Pitfall 2: Declaring winners of multiple offer tests with no statistically significant difference
With multiple offer testing, marketers often declare the offer with the highest lift as the test winner, even though there is no statistically significant difference between the winner and the runner-up. This situation occurs when the difference between the alternatives is smaller than the difference between the alternatives and the control. The figure below illustrates this concept, with the black error bars representing 95% lift confidence intervals. The true lift for each offer relative to the control offer is 95% likely to be included within the confidence interval-the range shown by the error bars.
Offers A and B have the highest observed lift during the test, and it would be unlikely that offer C would outperform those offers in a future test, because the confidence interval of C does not overlap with the confidence intervals of A or B. However, even though offer A has the highest observed lift during the test, it is possible that offer B could perform better in a future test because the confidence intervals overlap.
The takeaway here is that both offers A and B should be considered winners of the test.
It’s typically not feasible to run the test long enough to identify the true relative performance of the alternatives, and oftentimes the difference in performance between the alternatives is too small to substantially impact the conversion rate. In such cases, you can interpret the outcome as a tie and use other considerations, such as strategy or alignment with other elements of the page, to determine which offer to implement. With multiple tests, you must be open to more than one winner, which sometimes considerably opens up the possibilities for the direction to take with your website development.
If you do want to identify the offer with the highest conversion rate, you are comparing all offers to every other offer. In the example above, you have n = 5 offers—you have to make n(n-1)/2 comparisons, or 5*(5-1)/2 = 10 comparisons. In this case, the Bonferroni correction requires that the significance level of the test be 5%/10 = 0.5%, which corresponds to a confidence level of 99.5%. However, such a high confidence level might require you to run the test for an unreasonably long period.
Pitfall 3: Ignoring the effects of statistical power
Statistical power is the probability that a test detects a real difference in conversion rate between offers. Because of the random, or as statisticians like to call it, “stochastic,” nature of conversion events, a test might not show a statistically significant difference, even when a real difference exists in conversion rate between two offers in the end. Call it bad luck or by chance. Failing to detect a true difference in conversion rate is called a false negative or a Type II error.
There are two key factors that determine the power of a test.
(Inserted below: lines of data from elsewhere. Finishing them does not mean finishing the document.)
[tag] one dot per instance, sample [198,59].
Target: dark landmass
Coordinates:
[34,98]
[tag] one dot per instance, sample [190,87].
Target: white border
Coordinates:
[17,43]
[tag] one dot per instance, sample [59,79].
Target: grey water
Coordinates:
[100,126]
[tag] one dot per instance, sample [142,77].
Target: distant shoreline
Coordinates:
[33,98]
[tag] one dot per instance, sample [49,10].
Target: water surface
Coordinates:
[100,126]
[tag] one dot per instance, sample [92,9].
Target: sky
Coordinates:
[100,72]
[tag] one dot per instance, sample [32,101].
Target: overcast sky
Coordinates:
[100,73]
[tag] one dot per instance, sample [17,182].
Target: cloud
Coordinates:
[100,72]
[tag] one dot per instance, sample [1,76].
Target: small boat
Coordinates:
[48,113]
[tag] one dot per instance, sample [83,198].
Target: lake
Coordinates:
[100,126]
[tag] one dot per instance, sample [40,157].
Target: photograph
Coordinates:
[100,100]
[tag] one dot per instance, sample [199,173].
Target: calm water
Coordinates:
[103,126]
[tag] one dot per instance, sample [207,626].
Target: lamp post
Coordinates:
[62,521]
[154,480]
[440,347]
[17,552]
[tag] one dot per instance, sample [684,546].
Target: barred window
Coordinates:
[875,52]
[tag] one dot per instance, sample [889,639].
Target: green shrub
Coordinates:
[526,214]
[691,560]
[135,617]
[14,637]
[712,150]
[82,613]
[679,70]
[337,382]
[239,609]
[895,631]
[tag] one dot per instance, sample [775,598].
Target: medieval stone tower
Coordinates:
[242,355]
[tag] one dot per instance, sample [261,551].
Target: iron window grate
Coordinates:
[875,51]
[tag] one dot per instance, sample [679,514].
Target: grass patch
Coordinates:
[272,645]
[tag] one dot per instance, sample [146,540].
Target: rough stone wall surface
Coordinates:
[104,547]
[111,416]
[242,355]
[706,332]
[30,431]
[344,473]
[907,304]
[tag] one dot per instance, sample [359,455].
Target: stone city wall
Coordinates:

First is the sample size, that is, the number of visitors included in the test. Second is the magnitude of the difference in conversion rate that you want the test to detect. Perhaps this is intuitive, but if you are interested in detecting only large conversion rate differences, there’s a higher probability that the test will actually detect such large differences. Along those lines, the smaller the difference you want to detect, the larger the sample size, and therefore, time to get that larger sample size, you require.
Today’s marketers under-power a remarkable number of tests. In other words, they use a sample size that is too small. That means that they have a slim chance of detecting true positives, even when a substantial difference in conversion rate actually exists. In fact, if you continually run underpowered tests, the number of false positives can be comparable to, or even dominate, the number of true positives. This often leads to implementing neutral changes to a site (a waste of time) or changes that actually reduce conversion rates.
To avoid under-powering your test, consider that a typical standard for a well-powered test includes a confidence level of 95% and a statistical power of 80%. Such a test offers a 95% probability that you avoid a false positive and an 80% probability that you avoid a false negative.
Pitfall 4: Using one-tailed tests
One-tailed tests require a smaller observed difference in conversion rates between the offers to call a winner at a certain significance level. This type of test seems to appeal because winners can be called earlier and more often than when using two-tailed tests. But in keeping with the saying, “There’s no free lunch,” one-tailed tests come at an expense.
In a one-tailed test, you test whether offer B is better than offer A. The direction of the test has to be determined before the test commences, or “a priori” in statistics-speak. In other words, you must decide whether to test for B being better than A or A being better than B before initiating the test. However, if you look at the results of the A/B test and see that B is doing better than A and then decide to do a one-tailed test to see whether that difference is statistically significant, you are violating the assumptions behind the statistical test. Violating the assumptions of the test means that your confidence intervals are unreliable and the test has a higher false positive rate than you would expect.
You might view a one-tailed test as putting an offer on trial with a judge who has already made up his or her mind. In a one-tailed test, you’ve already decided what the winning offer is and want to prove it, rather than giving each experience an equal chance to prove itself as the winner. One-tailed tests should only be used in the rare situations in which you are only interested in whether one offer is better than the other and not the other way around. To avoid the issue of the one-tailed test, use an A/B testing solution that always uses two-tailed tests, such as Adobe Target.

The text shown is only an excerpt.